Massey University research officer Gabor Kereszturi (left), Specim product manager Petri Nygren, Massey commercialisation manager Russell Wilson, Adept Turnkey chief executive Marc Fimeri, Aerial Surveys pilot Mike Marchant at a training week in Manawatū, and (below); the Fenix hyper spectral imaging system inside the Aeriel Surveys plane.
New imaging tool to revolutionise agriculture
Massey University has a new state-of-the-art aerial imaging tool in its precision agriculture arsenal that was first developed for military reconnaissance and space exploration.
The $500,000 Fenix hyper spectral imaging system from Finnish company Specim was purchased, with Massey, as part of Pioneering to Precision—a $10.3 million Primary Growth Partnership (PGP) programme between Ravensdown and the Ministry for Primary Industries (MPI) to improve how fertiliser is applied to hill country.
The seven-year programme, which began in June last year, is expected to generate $120 million a year in additional export earnings by 2030 and net economic benefits of $734 million between 2020 and 2050.
A requirement of the PGP contribution to the purchase is that the Fenix hyper spectral imaging system will also be made available to third parties, with priority given to Ravensdown, MPI and other associated parties during the life of the programme.
Professor of Precision Agriculture Ian Yule says the remote sensor will enable New Zealand to capture unprecedented levels of data about the nutrient content of large sections of land that may have been previously inaccessible.
“This is a game changer,” Professor Yule says. “It’s like turning the whole of New Zealand into a living lab, where you can observe exactly what is going on and describe it in greater detail than ever before.”
The technology uses hyper spectral imaging to detect the unique signature of objects or land areas, based on a near-infra-red reflection scanned by the sensor installed in a plane.
“It was originally developed to help the military find things like camouflaged tanks and it can also identify different types of soils.
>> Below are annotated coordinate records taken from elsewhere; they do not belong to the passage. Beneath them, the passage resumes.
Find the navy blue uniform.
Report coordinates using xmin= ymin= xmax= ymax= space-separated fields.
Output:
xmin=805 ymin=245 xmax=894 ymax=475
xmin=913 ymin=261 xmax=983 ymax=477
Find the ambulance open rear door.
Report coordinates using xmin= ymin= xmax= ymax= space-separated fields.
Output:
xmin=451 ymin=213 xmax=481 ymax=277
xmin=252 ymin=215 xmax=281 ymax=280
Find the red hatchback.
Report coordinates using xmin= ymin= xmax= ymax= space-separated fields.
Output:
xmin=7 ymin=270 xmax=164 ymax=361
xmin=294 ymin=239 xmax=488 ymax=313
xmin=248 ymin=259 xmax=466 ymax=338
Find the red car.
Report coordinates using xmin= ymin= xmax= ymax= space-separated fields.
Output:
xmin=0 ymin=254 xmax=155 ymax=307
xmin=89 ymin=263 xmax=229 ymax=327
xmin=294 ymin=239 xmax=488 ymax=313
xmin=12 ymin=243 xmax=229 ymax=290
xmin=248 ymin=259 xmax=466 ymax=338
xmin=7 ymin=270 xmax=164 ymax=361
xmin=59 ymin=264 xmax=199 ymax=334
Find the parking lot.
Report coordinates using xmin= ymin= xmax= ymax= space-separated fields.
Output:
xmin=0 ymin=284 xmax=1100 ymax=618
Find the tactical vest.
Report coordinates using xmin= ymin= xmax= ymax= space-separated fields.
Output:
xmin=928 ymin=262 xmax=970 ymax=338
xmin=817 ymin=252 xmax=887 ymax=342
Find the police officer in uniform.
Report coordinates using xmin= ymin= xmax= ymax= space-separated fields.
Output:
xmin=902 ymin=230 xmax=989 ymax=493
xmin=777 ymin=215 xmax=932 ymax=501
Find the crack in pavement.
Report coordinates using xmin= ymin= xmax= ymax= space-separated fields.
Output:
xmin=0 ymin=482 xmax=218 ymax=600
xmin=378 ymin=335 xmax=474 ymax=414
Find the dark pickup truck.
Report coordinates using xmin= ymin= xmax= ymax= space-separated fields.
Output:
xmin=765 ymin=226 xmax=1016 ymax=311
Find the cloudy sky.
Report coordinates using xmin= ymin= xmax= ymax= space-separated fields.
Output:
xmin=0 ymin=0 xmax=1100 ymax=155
It’s being used in telescopes to figure out the mineralogy of Mars, so it is pretty amazing technology.”
Professor Yule says the tool can make New Zealand agriculture more efficient, profitable and environmentally friendly. “It would be a great advantage for accurately applying fertiliser on hill country but also great for the dairy sector. You could put the sensor over a whole catchment to show you where your hotspots are, to help determine where there is nitrogen run-off,” Professor Yule says.
“We can’t soil sample every part of a farm, but we know it’s hugely variable. With this tool we can overcome the sampling limitations by mapping whole landscapes, and provide data about what type and quantity of fertiliser is needed, assess pasture quality over the whole farm to help farmers determine stock carrying capacity and to locate the good quality pasture where they can fatten younger stock,” Professor Yule says. “And there are opportunities for huge environmental benefits too.”
Massey University is also building a spectral library of species to enable regional councils and sectors such as forestry and horticulture to hire the service. “You could fly over bush and identify if there is any invasive species, something that is really expensive to do with a helicopter or with people on the ground. So this is a really cost-effective way to tell if there are weeds or diseases present.”
“This is an extremely versatile and powerful technology. You could determine the exact number of kauri trees in a forest for example, and any diseased trees would stick out. There is also huge potential for orchard-based industries, like kiwifruit growers who could identify things like the PSA vine-killing disease, way before the human-eye could detect it,” Professor Yule says.
Massey commercialisation manager Dr Russell Wilson says the university has partnered with Aerial Surveys, who will fly planes fitted with the imaging system anywhere in New Zealand. “Aerial Surveys would fly the area, capturing the data and then it would come to Massey for specific analysis based on the key questions the client wants answered, with results presented in a 3D virtual map,” Dr Wilson says.
Dr Wilson says the Fenix technology, which can sense up to 1000 hectares an hour, is a major investment for the university, and wouldn’t have been possible without the support of the Pioneering to Precision PGP programme. The technology was chosen after initial trials under New Zealand conditions had produced outstanding results. Pilots and technicians are currently being trained in the use of the Fenix, which is the only instrument of its type in the Asia-Pacific region.